David Coates

Making the Case for Regulated Markets


(Chapter outline)

THE CASE FOR UNREGULATED MARKETS

Capitalist markets are the great drivers of human progress

Unregulated markets are optimal allocators of resources

Unregulated markets guarantee freedom in ways that even democratic politics cannot

Markets and morality go together

The regulation of markets by governments necessarily impairs their performance

Free markets are the American way: disturb them at your peril

The Obama Administration is a disaster waiting to happen

THE CASE FOR REGULATED MARKETS

The choice here is not one between capitalism and socialism, but between unregulated and regulated capitalism

  • The Invisibility of the Invisible Hand
  • Markets as Constructs
  • Perfect and Imperfect Competition
  • The Limits of Rationality

There are downsides to unregulated markets that Milton Friedman systematically ignored

  • Inequality
  • Monopolies and Externalities
  • Hidden Losers

3. The general case for big government

  • The Supporting State
  • The Keynesian State
  • The Democratic State

4. The particular features of labor markets

  • Labor as People
  • Gradients of Power
  • Labor Power as Positive

5. The immorality of unregulated capitalism

  • Capitalism and its Friends
  • The Humanizing of Capitalism
  • Capitalism and the Charity Illusion

6. Issues of freedom and happiness

  • Negative and Positive Freedom
  • Freedom and Happiness
  • Freedom and Stress

7. The contemporary crisis of unregulated capitalism

  • The Price of Deregulation
  • The Choice Before Us
  • Paradigm Shift

(Extract)

Very few people on the left these days favor central planning.

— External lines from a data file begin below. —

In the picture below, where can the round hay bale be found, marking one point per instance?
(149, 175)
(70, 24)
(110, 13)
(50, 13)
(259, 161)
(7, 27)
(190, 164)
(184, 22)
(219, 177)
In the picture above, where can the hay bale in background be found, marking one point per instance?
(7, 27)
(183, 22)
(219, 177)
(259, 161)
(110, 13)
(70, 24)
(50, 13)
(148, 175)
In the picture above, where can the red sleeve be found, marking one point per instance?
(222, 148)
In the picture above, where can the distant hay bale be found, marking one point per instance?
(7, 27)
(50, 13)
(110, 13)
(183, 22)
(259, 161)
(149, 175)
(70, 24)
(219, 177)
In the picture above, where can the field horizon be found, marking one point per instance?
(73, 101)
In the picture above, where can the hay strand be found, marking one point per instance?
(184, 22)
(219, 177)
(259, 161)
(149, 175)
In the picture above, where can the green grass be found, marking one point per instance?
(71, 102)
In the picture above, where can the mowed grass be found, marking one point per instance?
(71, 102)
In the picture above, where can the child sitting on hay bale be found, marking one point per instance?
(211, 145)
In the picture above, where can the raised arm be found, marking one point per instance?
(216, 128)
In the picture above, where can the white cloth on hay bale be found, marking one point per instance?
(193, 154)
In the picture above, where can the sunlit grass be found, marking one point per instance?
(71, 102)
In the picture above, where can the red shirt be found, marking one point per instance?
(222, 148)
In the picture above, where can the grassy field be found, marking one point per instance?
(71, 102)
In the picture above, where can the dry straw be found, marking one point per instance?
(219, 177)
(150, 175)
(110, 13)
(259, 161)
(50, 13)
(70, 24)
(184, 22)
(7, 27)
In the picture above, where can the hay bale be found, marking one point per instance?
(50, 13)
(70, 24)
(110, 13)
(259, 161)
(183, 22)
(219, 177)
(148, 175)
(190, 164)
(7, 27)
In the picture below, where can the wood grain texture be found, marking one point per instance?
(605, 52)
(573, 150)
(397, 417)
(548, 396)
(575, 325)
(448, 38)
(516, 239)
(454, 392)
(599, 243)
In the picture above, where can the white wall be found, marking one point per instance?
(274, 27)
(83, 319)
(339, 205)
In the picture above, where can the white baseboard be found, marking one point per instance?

In the debate between planning and the market, the market clearly won. But it “won” in spite of a set of recognized deficiencies in the workings of unregulated markets that has left a huge political space for the advocates of market regulation. European Social Democracy, European Christian Democracy and sections of the American Democratic Party occupy that political space, and properly so, because they are aware of things that markets do that require correction: at least these.

Inequality Markets respond to the purchasing power of the consumers within them rather than directly to the perceived needs of the consumers themselves. If purchasing power is equally distributed between all consumers within the market, then markets are indeed ideal mechanisms for the meeting of those needs; but in capitalist economies unregulated markets do not generate income equality. Even if markets begin on level playing fields, their internal competitive dynamic steadily undermines that equality as winners move ahead and losers fall behind. Unregulated markets in capitalist economies are great mechanisms for the generation of inequalities between individuals, inequalities that are invariably cumulative. Unregulated markets and deepening socio-economic differences go together. In general the children of the poor stay poor. At the very least, those who would leave markets unregulated have therefore to explain how they square their passion for individual freedom and equality with the inequality and differences in social empowerment that divide the children of the rich from the children of the poor. Children are is not something that free-marketeers talk about often, but they are something that we need to talk about all the time.

Monopolies and Externalities Markets also generate inequalities between companies as well as between individuals, and in a capitalist economy market competition obliges companies to protect their internal processes from exposure to those who would do them down. Markets that start on a level playing field of competitive companies do not stay there. Nor do they of themselves generate institutions capable of balancing the private needs of individual companies with the public needs of companies and consumers in general. On the contrary, unregulated markets generate both monopolies and externalities – big companies able to set rather than receive prices, and companies whose adverse impact on the physical and social environment in which they operate does not automatically appear in the internal structure of their costs. At the very least, those who would leave markets unregulated have therefore to explain how they square their antipathy to public regulation of private corporate practices with this propensity of unregulated markets to undermine themselves internally and to degrade the wider commons as they do so.

Hidden Losers That degradation is not merely environmental, though pollution is clearly one major externality that unregulated markets have difficulty in addressing. It is also social. The companies that fail leave non-economic casualties – workers without jobs, towns without companies, local authorities without adequate tax bases, local children without hope. Markets may well be excellent at bringing demand and supply together, but they only do so ex post and only by leaving human resources periodically under-utilized. Even on a good day and no matter how regulated, market competition breeds insecurity and stress in all the human elements involved in its economic equations. The other side of immediate competitive success is the possibility of later economic failure; and in truth lightly regulated markets do more than simply raise the anxiety stakes. They also contain no mechanism capable of tying failure to personal performance. They appear to do so but in reality they don’t. The advocates of unregulated markets tell us with great frequency about the fate of entrepreneurs who innovate and those who don’t; but what they trumpet far less often is the fate of the many workers employed by each non-innovator. Those workers have invariably labored diligently at the tasks set for them, but still lose the entirety of their employment, income and potential. Where is the justice – or indeed the freedom – in that?


David Coates holds the Worrell Chair in Anglo-American Studies at Wake Forest University. He is the author of Answering Back: Liberal Responses to Conservative Arguments, New York: Continuum Books, 2010.

He writes here in a personal capacity.